World Geostrategic Insights interviews with Dr. Mei Gechlik on the growth of homegrown innovations and pursuit of disruptive technologies in China, and the progress made in the regulatory approach to the stock market and the protection of intellectual property rights.
Dr. Mei Gechlik is the founder and CEO of SINOTALKS.COM (focus: China law & policy). Formerly a tenured law professor in Hong Kong and the Founder and Director of the China Guiding Cases Project at Stanford Law School, Dr. Mei Gechlik is an expert with a 28-year-old track record of excellence in promoting understanding of Chinese law and policy. Dr. Mei Gechlik is admitted as a barrister in England, Wales, and Hong Kong and is a member of the Bar in New York and the District of Columbia.
– In the wake of House Speaker Nancy Pelosi’s visit to Taiwan, a new U.S. bill, called the Chips and Science Act (CHIPS Act) that aims to invest more than $52 billion in the semiconductor industry, places semiconductors on the front lines of the U.S.-China competition. The Chinese trade associations claim the new U.S. law will trigger ‘unfair competition’, while Beijing sees, in the words of Wang Wenbin, spokesman for the Chinese Foreign Ministry, a ‘geopolitical overtones’ behind the move. What is your opinion?
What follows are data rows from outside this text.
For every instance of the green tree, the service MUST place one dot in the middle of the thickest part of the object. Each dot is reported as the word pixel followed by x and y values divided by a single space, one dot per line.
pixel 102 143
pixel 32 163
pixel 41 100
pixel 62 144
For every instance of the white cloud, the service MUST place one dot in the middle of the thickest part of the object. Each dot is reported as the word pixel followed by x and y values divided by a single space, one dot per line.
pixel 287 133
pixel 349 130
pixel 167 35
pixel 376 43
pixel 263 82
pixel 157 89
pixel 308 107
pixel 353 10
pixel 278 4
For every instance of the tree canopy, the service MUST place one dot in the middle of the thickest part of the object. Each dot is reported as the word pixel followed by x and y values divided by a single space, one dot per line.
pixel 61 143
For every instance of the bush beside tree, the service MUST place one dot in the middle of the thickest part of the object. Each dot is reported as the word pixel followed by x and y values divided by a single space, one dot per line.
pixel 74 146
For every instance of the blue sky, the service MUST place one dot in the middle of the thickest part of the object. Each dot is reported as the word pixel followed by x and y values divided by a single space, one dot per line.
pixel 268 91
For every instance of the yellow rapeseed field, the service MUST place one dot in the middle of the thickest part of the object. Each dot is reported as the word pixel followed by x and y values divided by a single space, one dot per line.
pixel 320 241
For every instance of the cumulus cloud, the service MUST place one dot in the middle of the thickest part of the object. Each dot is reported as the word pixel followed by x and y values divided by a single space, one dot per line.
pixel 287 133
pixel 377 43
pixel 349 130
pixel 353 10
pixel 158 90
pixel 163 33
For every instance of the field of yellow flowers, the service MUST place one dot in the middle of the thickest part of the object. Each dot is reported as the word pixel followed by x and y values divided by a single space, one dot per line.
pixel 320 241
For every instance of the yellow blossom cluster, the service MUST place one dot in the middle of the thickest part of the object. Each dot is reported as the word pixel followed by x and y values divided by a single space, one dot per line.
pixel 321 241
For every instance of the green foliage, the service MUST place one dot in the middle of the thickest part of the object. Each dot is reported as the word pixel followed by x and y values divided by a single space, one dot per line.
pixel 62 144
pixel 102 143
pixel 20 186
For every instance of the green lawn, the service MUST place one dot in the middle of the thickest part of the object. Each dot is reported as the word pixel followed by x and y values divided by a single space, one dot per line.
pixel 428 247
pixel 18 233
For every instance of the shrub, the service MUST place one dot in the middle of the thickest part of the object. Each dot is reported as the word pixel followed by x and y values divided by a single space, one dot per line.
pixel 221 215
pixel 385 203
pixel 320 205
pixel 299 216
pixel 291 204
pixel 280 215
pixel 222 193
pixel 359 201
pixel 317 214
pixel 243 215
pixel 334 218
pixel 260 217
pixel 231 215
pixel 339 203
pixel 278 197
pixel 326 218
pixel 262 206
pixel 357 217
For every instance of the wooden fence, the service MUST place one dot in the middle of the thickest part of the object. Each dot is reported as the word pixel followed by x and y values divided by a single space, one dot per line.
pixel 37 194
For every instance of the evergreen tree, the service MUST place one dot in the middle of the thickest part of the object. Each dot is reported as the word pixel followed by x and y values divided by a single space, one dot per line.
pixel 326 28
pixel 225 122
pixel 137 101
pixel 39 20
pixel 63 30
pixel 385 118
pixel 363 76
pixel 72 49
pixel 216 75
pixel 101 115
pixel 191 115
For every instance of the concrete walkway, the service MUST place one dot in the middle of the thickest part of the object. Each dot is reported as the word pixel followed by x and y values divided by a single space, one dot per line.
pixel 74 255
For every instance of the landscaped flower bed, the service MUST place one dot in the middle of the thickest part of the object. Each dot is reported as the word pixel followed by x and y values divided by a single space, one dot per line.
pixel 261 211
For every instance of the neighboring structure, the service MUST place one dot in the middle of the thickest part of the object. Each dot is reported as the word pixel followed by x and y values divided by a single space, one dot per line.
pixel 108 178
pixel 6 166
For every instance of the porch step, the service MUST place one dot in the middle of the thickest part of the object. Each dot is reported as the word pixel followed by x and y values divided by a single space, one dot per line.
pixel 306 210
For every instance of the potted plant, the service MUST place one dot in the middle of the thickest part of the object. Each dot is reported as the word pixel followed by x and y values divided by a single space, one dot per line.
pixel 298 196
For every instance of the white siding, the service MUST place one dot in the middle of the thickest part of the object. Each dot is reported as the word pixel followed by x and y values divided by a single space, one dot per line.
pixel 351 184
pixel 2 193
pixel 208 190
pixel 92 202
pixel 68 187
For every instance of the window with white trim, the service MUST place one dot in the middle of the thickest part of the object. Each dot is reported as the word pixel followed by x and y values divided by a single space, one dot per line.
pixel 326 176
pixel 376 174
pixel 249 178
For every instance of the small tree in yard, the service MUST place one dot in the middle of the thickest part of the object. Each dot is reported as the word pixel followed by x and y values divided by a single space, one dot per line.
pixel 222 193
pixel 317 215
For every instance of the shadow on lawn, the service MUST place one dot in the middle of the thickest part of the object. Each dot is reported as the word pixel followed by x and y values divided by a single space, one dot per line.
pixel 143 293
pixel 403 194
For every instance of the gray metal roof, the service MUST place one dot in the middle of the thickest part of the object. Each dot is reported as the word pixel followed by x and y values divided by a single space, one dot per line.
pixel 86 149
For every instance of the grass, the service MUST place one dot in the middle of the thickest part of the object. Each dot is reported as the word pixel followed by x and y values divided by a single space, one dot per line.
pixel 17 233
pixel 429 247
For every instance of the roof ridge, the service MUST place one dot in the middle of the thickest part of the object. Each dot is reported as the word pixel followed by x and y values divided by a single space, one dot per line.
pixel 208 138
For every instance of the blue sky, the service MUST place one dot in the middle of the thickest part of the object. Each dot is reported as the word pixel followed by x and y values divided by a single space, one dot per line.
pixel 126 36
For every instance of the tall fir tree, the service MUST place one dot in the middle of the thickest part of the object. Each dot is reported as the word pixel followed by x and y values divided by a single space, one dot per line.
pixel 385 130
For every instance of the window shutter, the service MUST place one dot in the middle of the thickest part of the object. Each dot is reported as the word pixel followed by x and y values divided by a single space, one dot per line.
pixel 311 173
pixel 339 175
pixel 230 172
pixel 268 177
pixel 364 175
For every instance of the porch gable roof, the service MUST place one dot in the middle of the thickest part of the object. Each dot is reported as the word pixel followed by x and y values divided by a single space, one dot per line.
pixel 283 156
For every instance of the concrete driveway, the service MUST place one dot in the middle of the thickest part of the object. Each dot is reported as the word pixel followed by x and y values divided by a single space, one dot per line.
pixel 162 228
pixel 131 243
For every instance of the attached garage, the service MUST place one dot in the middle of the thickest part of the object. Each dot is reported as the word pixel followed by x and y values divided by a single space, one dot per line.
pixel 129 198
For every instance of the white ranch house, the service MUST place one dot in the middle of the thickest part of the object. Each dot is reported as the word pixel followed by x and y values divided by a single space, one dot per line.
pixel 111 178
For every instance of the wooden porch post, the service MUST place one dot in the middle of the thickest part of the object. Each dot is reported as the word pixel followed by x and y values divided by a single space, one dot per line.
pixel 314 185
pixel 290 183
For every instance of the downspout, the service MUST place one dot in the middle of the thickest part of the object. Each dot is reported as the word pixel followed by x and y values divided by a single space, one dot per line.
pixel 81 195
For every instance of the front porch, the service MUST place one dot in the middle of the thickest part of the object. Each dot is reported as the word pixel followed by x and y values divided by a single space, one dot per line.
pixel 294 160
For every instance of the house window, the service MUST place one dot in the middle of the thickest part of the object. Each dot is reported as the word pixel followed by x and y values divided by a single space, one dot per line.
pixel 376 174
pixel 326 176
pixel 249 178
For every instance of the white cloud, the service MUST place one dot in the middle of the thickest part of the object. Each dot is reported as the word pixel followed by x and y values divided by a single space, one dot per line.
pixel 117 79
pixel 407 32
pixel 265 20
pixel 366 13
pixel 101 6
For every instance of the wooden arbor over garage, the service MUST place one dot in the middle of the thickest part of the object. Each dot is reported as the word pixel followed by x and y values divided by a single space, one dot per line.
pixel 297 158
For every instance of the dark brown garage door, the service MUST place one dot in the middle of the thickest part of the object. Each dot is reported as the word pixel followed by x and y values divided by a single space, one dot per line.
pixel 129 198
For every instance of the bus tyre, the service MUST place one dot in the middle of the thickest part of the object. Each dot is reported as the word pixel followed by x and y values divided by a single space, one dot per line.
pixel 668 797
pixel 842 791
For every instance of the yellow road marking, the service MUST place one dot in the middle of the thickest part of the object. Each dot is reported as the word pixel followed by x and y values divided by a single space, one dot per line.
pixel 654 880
Semiconductors determine the development of high tech, which is obviously one of the top priorities of any powerful country. Ultimately, this is a political issue, which is now presented as a legal issue. Neither country wants to lose this race and we will likely continue to see various measures introduced by each country to ensure that it gains an upper hand over the other.
– The Chinese Ministry of Science and Technology plans to launch another nationwide search for ‘disruptive’ innovations, or technological breakthroughs, inviting companies and research institutes to submit applications in areas such as semiconductors, artificial intelligence, biotechnology and high-end manufacturing equipment. In a similar competition in 2021, the Chinese government selected 36 projects from nearly 3,000 entries. What is your opinion? Is it already possible to assess the relevance of the ‘disruptive’ innovations resulting from last year’s competition? And in general terms, what is China’s conception of ‘disruptive technology’? And why is China placing so much emphasis on disruptive technologies of national origin?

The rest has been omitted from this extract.